Japan’s Q4 GDP growth is set to be adjusted sharply downwards in the first revised estimate due out in the coming week. In concrete terms, we expect Q4 growth to be cut to 0.5% q/q from 0.9% q/q in the preliminary estimate. This sharp downward revision is because the finance ministry published very weak figures for business investment in Q4 during the week. According to these figures, business investment in machinery and equipment fell by 7.3% y/y. We have already expressed some scepticism about the very high GDP growth in the original estimate, as it is difficult to reconcile this with the clear slowdown in the Japanese labour market at the end of 2007. However, the downward revision in itself will not mean anything for monetary policy in Japan. Growth was slightly above potential growth in Q4 and will probably fall to slightly below potential growth in Q1, which means that the BoJ will stay on hold for now.
In China, the National People’s Congress is in full swing. Prime minister, Wen Jiabao, signalled in his address that fighting inflation has top priority, and that the ambitious plans to control credit growth stand. The government has announced quarterly credit quotas in a bid to bring credit growth down significantly during the course of 2008 (see chart). There had otherwise been speculation that the Chinese government would ease back slightly on its ambitions in the light of the uncertainty about the global economy and the chaos in the wake of the recent snowstorms. If the Chinese government does stick to its tough targets for credit, this could hit investment hard in the coming months.
Key events of the week ahead
- Revised Japanese GDP figures for Q4 are due on Thursday. We expect a sharp downward revision (see above).
- It will be interesting to see what happens in terms of the Japanese government’s nomination of Toshiro Muto for the BoJ governorship.
- In China, the National People’s Congress is ongoing, and a new government is expected to be appointed during the week.
Foreign Exchange: Is the Decline in USD Disorderly?
The newsflow makes for scary reading these days. The crisis in the financial markets appears to be escalating again, and the past week has witnessed falling equity prices, ditto bond yields, rising credit spreads and a general increase in risk premiums. Several markets are now in their worst position for the past year despite the not insignificant efforts of the central banks. The economic front looks none too rosy either. In the US, the benchmark ISM industry index fell below 50, and housing foreclosures rose to their highest level ever (data since 1985).

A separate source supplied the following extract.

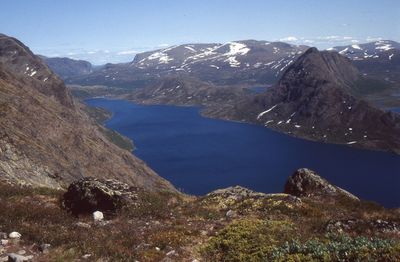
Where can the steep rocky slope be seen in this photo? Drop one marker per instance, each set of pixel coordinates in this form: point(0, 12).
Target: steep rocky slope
point(314, 100)
point(45, 137)
point(66, 67)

The fallout on the FX market is mostly as could have been predicted. EUR/USD has risen sharply during the week, hitting new highs above 1.54. Only two currencies have performed better than EUR, and they are CHF and NOK. The list of currencies that have performed worse is long, and topped by ZAR, TRY, KRW and ISK. Our three-month target for EUR/USD of 1.55 risks coming into play faster than we expected (see FX forecast update). Indeed the speed with which the dollar is falling at the moment suggests a certain degree of panic. Back in November we outlined the circumstances under which the decline in the dollar could become disorderly (see Will the decline in USD become disorderly?). At the time, we concluded that the outlook for the US economy, a deterioration of the financial crisis and a declining tendency to use USD as a reserve currency added up to further falls in USD. All three arguments still appear valid, which is why we still do not believe that EUR/USD has peaked. It also seems premature to believe in intervention from the G3 central banks. At the ECB, monetary policy is still directed to fighting inflationary pressures, while in the US it is attempting to stimulate the economy. So long as this situation continues, the central banks cannot sell EUR/USD. Japan, too, would find it difficult to intervene as long as JPY is generally undervalued. As before, our view is that both an economic slowdown and a financial crisis will benefit currencies such as EUR, JPY and CHF, whereas we expect that carry strategies will continue to underperform.

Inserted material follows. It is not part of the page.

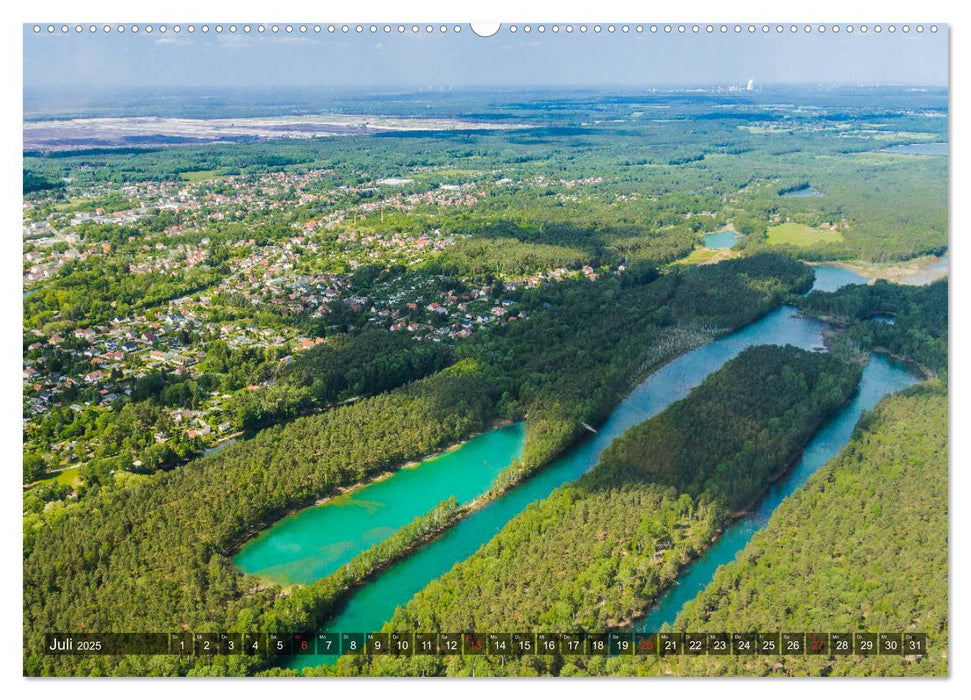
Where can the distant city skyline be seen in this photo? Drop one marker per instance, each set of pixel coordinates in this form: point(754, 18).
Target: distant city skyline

There will be a monetary policy meeting in Switzerland on Thursday, when we expect that the SNB will keep rates unchanged at 2.75%. In may ways the SNB finds itself in the same dilemma as the ECB, as economic growth is on the wane, while inflation is running above the official target. Compared to Euroland, however, the slowdown in growth is less pronounced, while underlying inflation is lower. For now we expect just one rate cut from the SNB this year, compared to three from the ECB. Combined with continuing financial turmoil, we expect CHF to strengthen further in the coming year to 1.54 against EUR.
Norway’s central bank will also be meeting on Thursday. We expect unchanged rates, but the rhetoric will be skewed towards an interest rate hike in May given rising inflation and solid domestic growth. The former will presumably be confirmed on Monday, with the release of consumer and producer prices for February. The fall in EUR/NOK in the past week is impressive given that risk aversion has increased generally, and we expect to see further NOK strength going forward.
Commodities: Precious Metal Passion - Could Gold Hit USD 1200?
Precious metal prices have risen sharply in the past two months. Minor metals, platinum and palladium, in particular, have soared, with palladium rising more than 55% and platinum up around 38%. Platinum is the more important of the two, and the main reason for the surge in prices is major problems at the South African mines, which account for 78% of the world’s platinum production. The problem is basically that the mines are suffering power shortages, and this is hitting operations. The state-owned electricity supplier, ESKOM, announced in the middle of February that mines and other industrial users could only have 90% of their normal electricity consumption supplied until 2012. The reason for such a drastic measure is a massive lack of investment in electricity-generating capacity over many years in an economy that has otherwise been booming. The mining companies have already announced lower production this year. Anglo Platinum, the largest South African producer, has announced that production will fall by 6% this year. Palladium, a less important metal, has also been hit by the problems in South Africa, which accounts for 39% of global production. Prices have risen on the back of expectations that palladium will increasingly act as a substitute for platinum. While the price of these two minor precious metals has rocketed in recent months, it is certainly possible that prices will increase even further if the problems in South Africa remain unresolved and investors continue to show great interest in commodities - as outlined below.
Prices on the precious metal "majors", gold and silver, have also surged this year, despite underlying physical demand being hit by the rising prices. Gold jewellery demand fell 17% in Q4 07, according to the producer organisation, the World Gold Council.
In our view, gold and silver prices have primarily been boosted by rising inflation and inflation fears, together with the weakening of the dollar. The combination of these factors in an environment where equities and credit products are under pressure, has prompted investors to take a serious look at alternatives, and gold has traditionally performed well in such situations. Gold is, in principle, the counterpart to the dollar, and is viewed as a hedge against inflation and the ultimate safe haven at a time when the US economy is close to meltdown. The US central bank signalling lower rates, apparently not focused on inflation, and explicitly warning that a number of smaller US banks risk going out of business, adds up to just about the best recommendation gold can have.
As we write in the "Foreign exchange" section of this week’s Weekly Focus, we are considering revising our FX forecast in the direction of an even weaker dollar. Meanwhile, we expect that the US Fed funds rate will fall to 2% or perhaps even lower as the US economy continues to struggle. We therefore expect that gold will break through the magical $1,000 per troy ounce mark, and that the peak may be as high as $1,200 in 2008. We also expect silver prices to rise, but not to the same extent. In a tumultuous situation such as the present, the only thing that sparkles for investors is gold.